Turunkan Jangkar, Kembangkan Layar
Pameran, Penayangan, dan Program Harian
/ Exhibition, Screening, and Daily Program
27 Desember 2019
– 12 Januari 2020





















Turunkan Jangkar, Kembangkan Layar adalah program pertama Gulung Tukar yang diinisiasi untuk merayakan Biennale Jatim 8. Program ini mencakup pameran foto, penayangan film, dan program harian yang berlangsung selama 17 hari, mulai 27 Desember 2019 hingga 13 Januari 2020, dengan persiapan sekitar tiga minggu.
Sebanyak 44 fotografer berpartisipasi dalam pameran ini dengan output karya yang beragam, mulai dari cetak di kertas foto, kain, hingga buku foto. Pameran fotografi ini menjadi respons terhadap dominasi seni lukis dalam ranah seni rupa, khususnya di Tulungagung.

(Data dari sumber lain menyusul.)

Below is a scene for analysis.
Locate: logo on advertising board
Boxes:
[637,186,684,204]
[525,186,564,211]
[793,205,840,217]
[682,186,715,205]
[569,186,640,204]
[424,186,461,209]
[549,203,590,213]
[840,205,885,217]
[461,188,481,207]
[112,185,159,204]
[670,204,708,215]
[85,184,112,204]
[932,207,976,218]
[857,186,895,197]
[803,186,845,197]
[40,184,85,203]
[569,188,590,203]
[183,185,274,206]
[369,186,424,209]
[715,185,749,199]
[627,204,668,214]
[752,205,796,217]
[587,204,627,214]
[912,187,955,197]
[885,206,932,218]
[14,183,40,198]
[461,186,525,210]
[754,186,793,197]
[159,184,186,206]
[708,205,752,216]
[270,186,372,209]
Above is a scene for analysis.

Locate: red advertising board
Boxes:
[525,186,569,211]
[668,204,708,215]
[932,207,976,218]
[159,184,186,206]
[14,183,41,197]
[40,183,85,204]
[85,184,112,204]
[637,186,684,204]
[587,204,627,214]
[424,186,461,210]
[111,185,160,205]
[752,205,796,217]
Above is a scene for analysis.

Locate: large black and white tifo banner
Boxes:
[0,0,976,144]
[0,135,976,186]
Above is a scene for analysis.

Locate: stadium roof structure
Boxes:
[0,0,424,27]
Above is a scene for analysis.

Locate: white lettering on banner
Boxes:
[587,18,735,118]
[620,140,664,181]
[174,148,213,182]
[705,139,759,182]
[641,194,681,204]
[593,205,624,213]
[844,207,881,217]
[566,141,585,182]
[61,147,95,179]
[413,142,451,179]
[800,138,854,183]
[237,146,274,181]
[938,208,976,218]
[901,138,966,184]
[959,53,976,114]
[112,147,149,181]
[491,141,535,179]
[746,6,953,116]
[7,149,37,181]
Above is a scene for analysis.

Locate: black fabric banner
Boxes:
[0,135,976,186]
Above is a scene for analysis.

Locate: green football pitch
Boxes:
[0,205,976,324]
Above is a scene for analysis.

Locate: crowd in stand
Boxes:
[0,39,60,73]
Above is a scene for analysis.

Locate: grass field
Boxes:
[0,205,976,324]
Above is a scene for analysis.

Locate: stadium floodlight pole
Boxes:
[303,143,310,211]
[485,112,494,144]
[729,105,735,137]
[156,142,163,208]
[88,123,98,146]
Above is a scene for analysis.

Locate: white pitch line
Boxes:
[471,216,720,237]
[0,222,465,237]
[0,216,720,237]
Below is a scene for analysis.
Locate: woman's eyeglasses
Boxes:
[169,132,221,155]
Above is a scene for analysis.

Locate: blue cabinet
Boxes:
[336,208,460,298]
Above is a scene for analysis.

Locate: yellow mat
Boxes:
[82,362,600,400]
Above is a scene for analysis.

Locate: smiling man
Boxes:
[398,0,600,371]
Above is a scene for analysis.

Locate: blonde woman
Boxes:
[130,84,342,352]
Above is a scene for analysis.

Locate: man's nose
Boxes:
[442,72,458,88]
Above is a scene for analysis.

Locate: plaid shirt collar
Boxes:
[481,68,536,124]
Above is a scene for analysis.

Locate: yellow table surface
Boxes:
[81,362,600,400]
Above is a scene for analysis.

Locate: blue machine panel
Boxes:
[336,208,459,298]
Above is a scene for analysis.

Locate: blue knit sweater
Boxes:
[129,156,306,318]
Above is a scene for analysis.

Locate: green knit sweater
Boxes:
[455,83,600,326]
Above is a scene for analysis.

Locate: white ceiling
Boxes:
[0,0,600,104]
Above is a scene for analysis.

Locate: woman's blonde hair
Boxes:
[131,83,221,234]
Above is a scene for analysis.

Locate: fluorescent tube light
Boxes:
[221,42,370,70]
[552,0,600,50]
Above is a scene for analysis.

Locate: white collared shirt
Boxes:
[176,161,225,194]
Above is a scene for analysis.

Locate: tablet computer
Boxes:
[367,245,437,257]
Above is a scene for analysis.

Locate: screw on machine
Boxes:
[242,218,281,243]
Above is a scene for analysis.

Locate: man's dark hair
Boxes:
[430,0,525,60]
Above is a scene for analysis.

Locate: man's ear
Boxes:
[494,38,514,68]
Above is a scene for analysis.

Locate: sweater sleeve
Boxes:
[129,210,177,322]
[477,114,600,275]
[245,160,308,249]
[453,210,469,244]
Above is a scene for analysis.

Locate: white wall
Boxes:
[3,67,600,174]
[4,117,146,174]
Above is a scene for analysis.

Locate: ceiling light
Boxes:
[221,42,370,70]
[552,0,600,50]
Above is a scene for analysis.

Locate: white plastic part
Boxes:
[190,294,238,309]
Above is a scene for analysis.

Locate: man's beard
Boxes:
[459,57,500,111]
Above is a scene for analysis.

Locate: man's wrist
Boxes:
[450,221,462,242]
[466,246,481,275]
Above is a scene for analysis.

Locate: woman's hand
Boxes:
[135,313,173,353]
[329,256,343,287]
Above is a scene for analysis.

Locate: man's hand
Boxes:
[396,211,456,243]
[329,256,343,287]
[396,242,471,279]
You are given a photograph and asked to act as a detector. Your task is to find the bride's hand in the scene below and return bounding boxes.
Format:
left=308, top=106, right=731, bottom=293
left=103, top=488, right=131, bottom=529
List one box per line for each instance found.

Film-film yang ditayangkan meliputi film panjang dan pendek dengan berbagai genre, mulai dari fiksi, dokumenter, hingga animasi. Ragam program yang dihadirkan menjadi jembatan untuk mendukung aktivasi dan inklusivitas dalam medan seni.
Semua pihak yang terlibat, mulai dari tim penyelenggara, fotografer, pembuat film, hingga programmer, direkrut melalui panggilan terbuka. Partisipan berasal dari berbagai kota, tidak hanya Tulungagung, tetapi juga Malang, Sidoarjo, Yogyakarta, hingga Jakarta.
Platform ini diinisiasi sebagai pijakan awal Gulung Tukar untuk mendukung kerja-kerja kolaboratif lintas disiplin, usia, dan gender.
Turunkan Jangkar, Kembangkan Layar (Drop Anchor, Unfurl the Sails) is the first program by Gulung Tukar, initiated to celebrate the 8th East Java Biennale. This program featured photo exhibitions, film screenings, and daily activities held over 17 days, from December 27, 2019, to January 13, 2020, with approximately three weeks of preparation.
A total of 44 photographers participated in the exhibition, showcasing a variety of outputs, including prints on photo paper, fabric, and photo books. This photography exhibition served as a response to the dominance of painting in the visual arts field, especially in Tulungagung.
The films screened ranged from feature-length to short films, encompassing various genres such as fiction, documentaries, and animation. The diverse programs bridged opportunities to foster activation and inclusivity in the cultural arts sphere.
All contributors, including the organizing team, photographers, filmmakers, and programmers, were selected through an open call. Participants hailed not only from Tulungagung but also from other cities such as Malang, Sidoarjo, Yogyakarta, and Jakarta.
This platform was initiated as Gulung Tukar’s starting point to support collaborative efforts across disciplines, ages, and genders.